The architecture is deliberately modular: every extractor is independent, you can run a subset, and adding a new one (e.g. an infobox-image-caption extractor) is ~100 lines of Scala. The trade-off is that DBpedia stops at extraction: it does not try to clean the category graph into a true taxonomy, validate logical consistency, or mine intensional definitions. That is exactly the gap the rest of this post is about: every system below treats DBpedia's output as the starting point and tries to fix what DBpedia deliberately leaves raw.
TL;DR: What to Actually Use Today
| Need | Recommendation |
|---|---|
| A clean Wikipedia taxonomy, drop-in | YAGO 4.5 if you want WordNet/Schema.org grounding; CaLiGraph if you want richer typing and list-page coverage. |
| Build your own from scratch | Start with CaLiGraph's pipeline (Cat2Ax + list pages), add an LLM verifier on the proposed is-a edges. |
| Store the full link/category graph | WebGraph (BVGraph) with Layered Label Propagation reordering. Use webgraph-rs if you are in Rust, the Java library otherwise. |
| Approximate / visualization-grade | SIGMOD 2024 graph summarization (Chu et al.). |
| Retrieval and reasoning | Hyperbolic or box embeddings over the cleaned DAG, indexed in a vector store. |
Best Papers to Read
A focused reading list. If you read these in order, you will have the full picture.

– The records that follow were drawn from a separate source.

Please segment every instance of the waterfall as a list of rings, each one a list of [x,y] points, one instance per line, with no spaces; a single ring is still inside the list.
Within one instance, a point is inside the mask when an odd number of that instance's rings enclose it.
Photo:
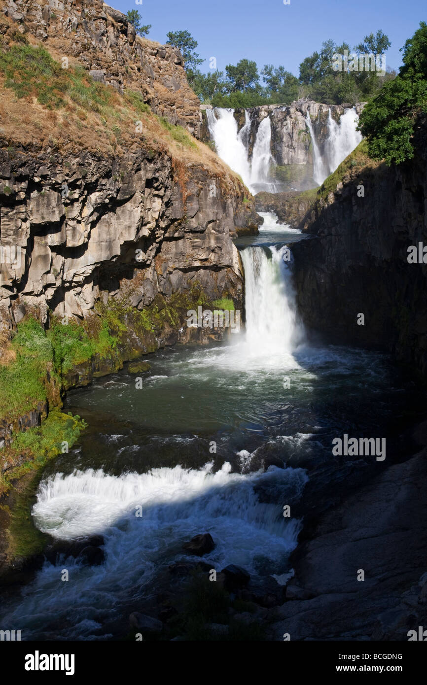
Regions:
[[[317,141],[316,140],[316,136],[315,136],[315,132],[313,129],[313,124],[311,123],[311,119],[310,118],[310,112],[308,111],[307,111],[307,116],[306,116],[306,123],[308,127],[310,136],[311,138],[311,144],[313,145],[313,177],[315,182],[319,186],[324,182],[328,174],[325,169],[324,161],[321,158],[320,150],[319,149]]]
[[[247,156],[247,149],[242,139],[248,138],[250,121],[246,112],[245,125],[241,131],[238,132],[234,111],[234,110],[224,109],[216,109],[215,111],[206,110],[209,132],[215,142],[218,154],[221,160],[223,160],[233,171],[238,173],[245,185],[249,188],[251,166]]]
[[[258,190],[275,192],[275,185],[270,181],[270,168],[275,164],[271,154],[271,122],[269,116],[261,121],[252,152],[251,169],[251,184],[254,188],[261,186]]]
[[[329,173],[332,173],[345,158],[352,152],[362,140],[362,135],[356,130],[358,116],[354,108],[345,110],[337,123],[330,110],[328,119],[329,135],[325,145]]]
[[[286,246],[247,247],[241,253],[245,271],[245,338],[249,357],[269,356],[270,361],[283,363],[302,341],[297,322],[295,291]]]
[[[328,138],[324,145],[324,154],[319,149],[310,114],[307,112],[306,122],[311,136],[313,152],[313,180],[319,186],[335,171],[345,158],[352,152],[362,140],[356,130],[358,116],[355,108],[346,109],[339,123],[333,119],[330,110],[328,115]]]
[[[252,159],[249,155],[249,138],[251,121],[247,110],[245,110],[245,124],[240,131],[234,119],[234,110],[215,108],[206,110],[208,125],[218,154],[236,173],[239,174],[245,186],[255,194],[260,190],[276,192],[275,184],[270,180],[270,167],[274,164],[270,146],[271,125],[270,118],[261,121],[256,133]]]

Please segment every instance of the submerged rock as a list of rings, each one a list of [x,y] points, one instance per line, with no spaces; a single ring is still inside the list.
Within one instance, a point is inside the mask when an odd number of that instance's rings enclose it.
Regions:
[[[132,628],[141,632],[160,633],[163,630],[161,621],[154,619],[151,616],[147,616],[146,614],[140,614],[138,611],[134,611],[130,614],[129,623]]]
[[[195,535],[189,543],[186,543],[183,547],[191,554],[197,554],[199,556],[202,556],[203,554],[211,552],[215,547],[215,543],[210,533],[204,533],[202,535]]]
[[[151,368],[148,362],[133,362],[127,366],[127,371],[130,373],[143,373],[149,371]]]
[[[105,561],[105,554],[101,547],[104,544],[101,535],[94,535],[84,539],[66,540],[56,540],[45,550],[47,560],[55,565],[60,557],[64,559],[74,557],[81,559],[84,564],[99,566]]]
[[[251,578],[247,571],[234,564],[229,564],[221,573],[223,574],[224,586],[227,590],[246,587]]]

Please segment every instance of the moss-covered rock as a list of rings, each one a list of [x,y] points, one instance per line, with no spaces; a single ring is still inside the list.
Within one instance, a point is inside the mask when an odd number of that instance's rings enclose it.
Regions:
[[[144,373],[145,371],[149,371],[151,366],[148,362],[132,362],[127,366],[130,373]]]

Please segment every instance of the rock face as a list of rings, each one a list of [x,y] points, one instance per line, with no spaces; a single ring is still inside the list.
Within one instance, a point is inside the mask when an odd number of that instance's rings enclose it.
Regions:
[[[363,104],[356,106],[358,114]],[[200,136],[202,140],[210,140],[206,107],[200,113]],[[262,105],[246,110],[235,109],[234,119],[241,131],[250,122],[245,133],[246,145],[249,158],[252,158],[256,135],[261,121],[269,117],[271,128],[271,151],[276,162],[271,173],[280,182],[285,190],[305,190],[315,186],[313,179],[313,143],[306,123],[309,112],[313,133],[322,156],[326,154],[326,142],[329,129],[328,121],[330,112],[339,122],[345,108],[341,105],[325,105],[313,100],[299,100],[291,105]]]
[[[406,640],[425,626],[426,458],[394,464],[321,517],[291,556],[272,639]]]
[[[184,545],[184,549],[191,554],[197,554],[198,556],[202,556],[204,554],[208,554],[211,552],[212,549],[215,549],[215,543],[214,543],[212,536],[209,533],[204,533],[201,535],[195,535],[194,538],[191,538],[189,543],[186,543]]]
[[[136,88],[157,114],[198,134],[199,102],[180,52],[136,36],[121,12],[102,0],[2,0],[0,5],[18,30],[57,54],[77,58],[96,81],[120,92]]]
[[[409,162],[350,170],[313,212],[313,237],[293,253],[308,327],[335,343],[389,351],[425,375],[426,267],[408,262],[408,247],[427,245],[425,120],[414,140]]]
[[[99,299],[127,294],[143,308],[196,281],[212,299],[241,295],[231,236],[244,191],[227,191],[202,166],[180,184],[171,158],[152,151],[108,160],[3,149],[0,178],[0,308],[9,326],[31,306],[45,321],[48,308],[78,319]]]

| Paper | Year | Why it matters |
|---|---|---|
| Deriving a Large-Scale Taxonomy from Wikipedia, Ponzetto & Strube | AAAI 2007 | The foundational paper. Establishes the lexico-syntactic + WordNet pipeline that every later system extends. |
| YAGO: A Core of Semantic Knowledge, Suchanek, Kasneci, Weikum | WWW 2007 | Introduces the WordNet anchoring strategy that makes YAGO logically consistent. Read alongside the YAGO 4.5 paper (arXiv 2023, SIGIR 2024) for the modern release. |
| Uncovering the Semantics of Wikipedia Categories (Cat2Ax), Heist & Paulheim | ISWC 2019 | The key trick behind CaLiGraph: mine patterns in category names and validate them with statistics over category members. |
| Entity Extraction from Wikipedia List Pages, Heist & Paulheim | ESWC 2020 | Shows how to harvest typed entities from list pages, dramatically expanding long-tail coverage. |
| CaLiGraph: A Knowledge Graph from Wikipedia Categories and Lists, Heist & Paulheim | SWJ 2025 | The current SOTA system paper. Read this if you only read one. |
| The WebGraph Framework I: Compression Techniques, Boldi & Vigna | WWW 2004 | The reference for lossless web-graph compression. Reference + gap + interval encoding, still the baseline. |
| Zuckerli: A New Compressed Representation for Graphs, Versari et al. (Google) | 2020 | Improves WebGraph by 20–30% with better entropy coding and reorderings. |
| WebGraph: The Next Generation (Is in Rust), Boldi, Fontana, Vigna | WWW 2024 | The Rust rewrite. ~3× faster, same compression. Use this for new projects. |
| Graph Summarization: Compactness Meets Efficiency, Chu et al. | SIGMOD 2024 | Current SOTA for lossy summarization at web scale. Near-linear time, near-optimal compactness. |
| TaxoExpan: Self-supervised Taxonomy Expansion, Shen et al. | WWW 2020 | The reference GNN-based attachment model; still a strong baseline for adding new nodes. |
| HiExpan: Task-Guided Taxonomy Construction by Hierarchical Tree Expansion, Shen et al. | KDD 2018 | The original weakly-supervised tree-expansion framework, still influential. |
| Poincaré Embeddings for Learning Hierarchical Representations, Nickel & Kiela | NeurIPS 2017 | The paper that started the hyperbolic-embedding line for taxonomic data. |
Best OSS Repos to Use
Sorted within each category by a mix of stars, recency, and relevance. Stars (★) and last-push date are a snapshot pulled from the GitHub API on 2026-05-21, so expect them to drift.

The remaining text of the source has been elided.